We have classified NB into favorable or unfavorable groups according to the INPC prognostic system. INPC prognosis was significantly related to patient’s outcome in such a way that most patients in the favorable group remained alive at last follow-up, whereas the proportion of dead patients was high in the unfavorable group. Mean survival rate for favorable patients was significantly higher than that of unfavorable patients. The INPC prognostic system had a high sensitivity in this series (90.9%): most of the dead patients were in the unfavorable group. However, the specificity of this system was low (50.8%) because half of the patients classified as unfavorable remained alive at last follow-up. The prognostic value of the INPC system has been confirmed in several reports [1, 23, 38, 51]. Recently, the Localised Neuroblastoma European Study Group (LNESG) have shown that the INPC prognostic categorization has a significant impact on outcome prediction in INSS stage 2 localized peripheral NB [41].

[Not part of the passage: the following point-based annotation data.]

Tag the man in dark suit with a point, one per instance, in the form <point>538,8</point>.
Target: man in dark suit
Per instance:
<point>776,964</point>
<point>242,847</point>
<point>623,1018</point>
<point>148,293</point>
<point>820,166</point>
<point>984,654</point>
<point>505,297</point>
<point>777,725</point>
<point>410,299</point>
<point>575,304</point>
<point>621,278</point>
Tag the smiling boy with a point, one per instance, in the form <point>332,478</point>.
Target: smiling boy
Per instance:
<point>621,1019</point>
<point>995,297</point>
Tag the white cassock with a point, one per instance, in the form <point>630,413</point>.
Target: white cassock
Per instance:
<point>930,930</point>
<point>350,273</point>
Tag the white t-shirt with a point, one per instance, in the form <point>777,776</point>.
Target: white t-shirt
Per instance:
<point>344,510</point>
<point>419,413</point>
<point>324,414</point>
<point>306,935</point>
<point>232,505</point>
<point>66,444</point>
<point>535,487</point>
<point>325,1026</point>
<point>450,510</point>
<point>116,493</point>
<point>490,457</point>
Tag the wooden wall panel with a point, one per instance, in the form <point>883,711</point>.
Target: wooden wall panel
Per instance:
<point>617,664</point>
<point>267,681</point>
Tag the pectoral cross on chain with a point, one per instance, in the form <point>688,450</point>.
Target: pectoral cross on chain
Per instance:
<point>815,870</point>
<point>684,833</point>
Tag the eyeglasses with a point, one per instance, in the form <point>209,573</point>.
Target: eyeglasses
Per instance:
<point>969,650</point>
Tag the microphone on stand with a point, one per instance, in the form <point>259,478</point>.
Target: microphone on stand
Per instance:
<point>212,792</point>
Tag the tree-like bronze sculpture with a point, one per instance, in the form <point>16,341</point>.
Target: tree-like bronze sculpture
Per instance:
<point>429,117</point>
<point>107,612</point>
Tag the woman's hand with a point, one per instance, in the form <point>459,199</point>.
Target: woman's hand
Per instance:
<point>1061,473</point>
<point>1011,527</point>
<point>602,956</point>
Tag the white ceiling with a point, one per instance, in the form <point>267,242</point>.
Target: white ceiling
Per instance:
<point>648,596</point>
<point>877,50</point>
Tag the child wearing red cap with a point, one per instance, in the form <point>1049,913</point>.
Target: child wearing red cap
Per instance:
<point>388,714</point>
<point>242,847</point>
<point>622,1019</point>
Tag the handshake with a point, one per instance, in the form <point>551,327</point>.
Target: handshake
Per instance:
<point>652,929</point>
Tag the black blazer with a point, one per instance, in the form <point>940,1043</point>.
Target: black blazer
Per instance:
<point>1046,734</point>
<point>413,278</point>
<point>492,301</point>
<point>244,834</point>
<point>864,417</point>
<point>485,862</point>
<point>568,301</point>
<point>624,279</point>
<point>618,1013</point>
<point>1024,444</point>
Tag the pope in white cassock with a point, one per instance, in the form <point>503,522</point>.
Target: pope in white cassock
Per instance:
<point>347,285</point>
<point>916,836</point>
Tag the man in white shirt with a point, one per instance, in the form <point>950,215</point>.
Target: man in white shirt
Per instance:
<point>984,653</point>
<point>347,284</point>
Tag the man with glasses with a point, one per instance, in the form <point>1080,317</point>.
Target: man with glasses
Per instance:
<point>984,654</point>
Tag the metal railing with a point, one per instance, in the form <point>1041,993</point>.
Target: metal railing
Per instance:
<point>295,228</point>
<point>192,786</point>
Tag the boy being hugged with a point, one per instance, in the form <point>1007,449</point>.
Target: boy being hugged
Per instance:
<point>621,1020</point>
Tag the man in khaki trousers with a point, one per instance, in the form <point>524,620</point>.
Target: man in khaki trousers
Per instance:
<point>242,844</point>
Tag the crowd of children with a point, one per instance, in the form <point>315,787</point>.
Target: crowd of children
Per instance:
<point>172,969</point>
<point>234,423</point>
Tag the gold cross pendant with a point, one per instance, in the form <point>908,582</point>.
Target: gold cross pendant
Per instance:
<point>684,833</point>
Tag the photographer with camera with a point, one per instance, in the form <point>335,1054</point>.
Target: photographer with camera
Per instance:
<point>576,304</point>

In addition to factors that determine INPC prognosis (histological type, MKI, and patient’s age at diagnosis), we have found significant associations between the prognostic group and other clinical, morphological, and biological parameters. Progress in the tumor stage is associated with a rise in the proportion of unfavorable cases. Results for INSS stage 4s tumors were similar to those of stage 1 NB and, as is described in the literature, most of them were tumors with favorable features [26, 36]. The rise in mitotic count or in Ki-67 protein labeling index also implied a higher proportion of unfavorable cases. We found MYCN gene amplification and 1p deletion to be significantly more frequent in the unfavorable group. Nearly all tumors with one of these alterations were located in the unfavorable group.

Based upon the present analysis, we can state that, although molecular biology studies have an increasing significance, the histopathologic study is still an important procedure in the study of NB and provides valuable prognostic information. We have confirmed the high sensitivity of the INPC prognostic system, observing that NB in the unfavorable group displays a worse outcome. We have also corroborated the association of clinical, morphological, and biological parameters with their clinical outcome. In this series, NB located in the unfavorable group presented features related to a worse prognosis, INSS stage 4 and undifferentiated histology being the features with a more negative impact on survival.